Przez ostatnie lata Bartosz Pietruczuk bronił barw Dukli Liberec. Jednak po zakończeniu kontraktu nie zdecydował się na pozostanie w Czechach. – Z czeskim klubem miałem podpisaną umowę na dwa lata. Rozmowy na temat przedłużenia współpracy nie zostały podjęte, także uznałem że jestem wolnym zawodnikiem i zacząłem szukać innego klubu. Przez trzy lata wypadłem z krajowego obiegu, więc chciałem wrócić do Polski – przyznał Bartosz Pietruczuk, który miał oferty z PlusLigi i jej zaplecza. – Sporym problemem była pandemia, która ma miejsce do tej pory. Niestety, kluby przez nią nie potrafiły określić swoich budżetów, przez co tych propozycji nie było wiele. Pojawiły się z I ligi oraz PlusLigi. Jeśli chodzi o oferty zagraniczne, to na nie trzeba byłoby jeszcze poczekać. Wydaje mi się, że teraz byłby idealny moment na to, żeby w zagranicznych klubach podjąć jakieś rozmowy – dodał doświadczony już przyjmujący.
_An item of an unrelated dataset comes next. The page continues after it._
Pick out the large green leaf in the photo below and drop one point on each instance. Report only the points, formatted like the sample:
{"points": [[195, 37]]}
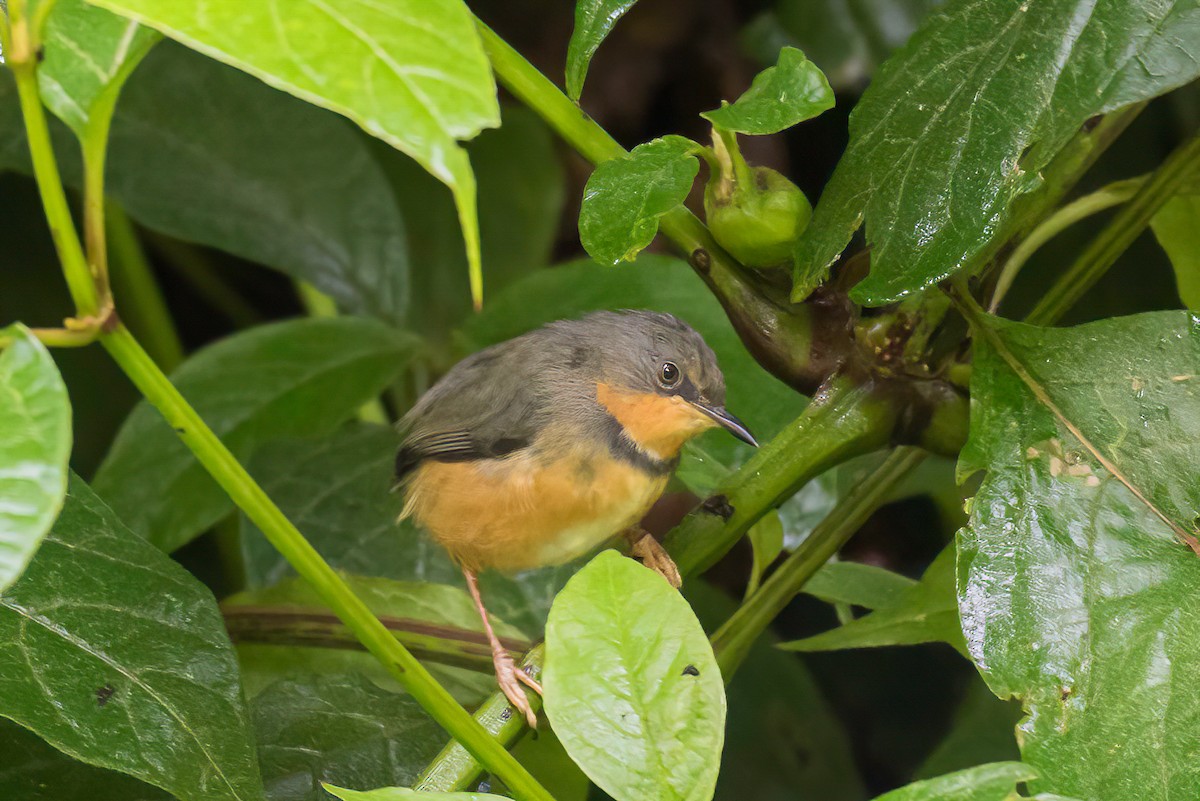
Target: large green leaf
{"points": [[340, 729], [791, 91], [994, 782], [335, 489], [923, 613], [633, 688], [118, 656], [34, 449], [625, 197], [34, 771], [289, 379], [88, 55], [959, 124], [1075, 592], [594, 20], [1177, 228], [411, 72]]}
Nie wybrał on oferty z PlusLigi, gdzie nie miałby tylu możliwości na grę. Zdecydował się na walkę o czołowe lokaty na jej zapleczu. – Odkąd zacząłem zawodową karierę, wychodziłem z założenia, że liczy się dla mnie przede wszystkim granie. Póki jestem zdrowy i mam szansę, żeby pomóc drużynie, to chcę grać, nawet kosztem wyższychh kontraktów. Pieniądze są ważne, ale co z tego jakbym poszedł do drużyny, która oferowałaby mi dwukrotnie większe pieniądze, ale siedziałbym na ławce i nie miałbym szansy pokazania się na boisku. Uznałem, że zaplecze PlusLigi jest bardzo dobrym wyborem, zwłaszcza, że I liga cały czas się rozwija – zaznaczył Pietruczuk.
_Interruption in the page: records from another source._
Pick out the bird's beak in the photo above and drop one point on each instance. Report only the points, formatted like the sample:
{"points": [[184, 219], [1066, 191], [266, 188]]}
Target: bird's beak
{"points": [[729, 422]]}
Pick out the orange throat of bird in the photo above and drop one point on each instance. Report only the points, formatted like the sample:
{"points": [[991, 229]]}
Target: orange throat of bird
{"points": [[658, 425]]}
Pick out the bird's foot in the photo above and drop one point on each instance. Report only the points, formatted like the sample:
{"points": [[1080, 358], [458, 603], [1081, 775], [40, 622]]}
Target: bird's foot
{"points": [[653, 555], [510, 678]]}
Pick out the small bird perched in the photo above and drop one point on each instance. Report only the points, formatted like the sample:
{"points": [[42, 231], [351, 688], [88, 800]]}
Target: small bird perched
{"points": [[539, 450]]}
Od nowego sezonu będzie on bronił barw KFC Gwardii Wrocław. Ma być jednym z jej filarów. – Słyszałem, że jestem stawiany w roli wiodącej postaci Gwardii, ale uważam, że jako cała drużyna potrzebujemy stworzyć coś wyjątkowego, tak naprawdę każdy z nas musi pracować dla dobra całego zespołu. Wtedy coś razem możemy zdziałać. Nie uprawiamy dyscypliny indywidualnej, a w siatkówce każde ogniwo jest potrzebne. Jeśli jednak będzie potrzeba, aby wziąć ciężar zdobywania punktów na swoje barki, to ja jestem na to gotowy – powiedział nowy przyjmujący Gwardii Wrocław.
W nadchodzącym sezonie w I lidze będzie kilka mocnych drużyn, które chcą walczyć o czołowe lokaty. Wśród nich ma być także dolnośląska ekipa. Jej nowy przyjmujący liczy, że Gwardia pokaże się z dobrej strony. – Papier wszystko przyjmie. Czasami na papierze skład wygląda dobrze, a w rzeczywistości już niekoniecznie. Ale zrobimy wszystko, aby dobrze przygotować się do najbliższego sezonu. Trener już rozpisał treningi. Myślę, że charakterologicznie jesteśmy dobrze dobrani. Każdy z nas jest głodny sukcesu. Mamy coś do udowodnienia sobie i innym – zakończył Bartosz Pietruczuk.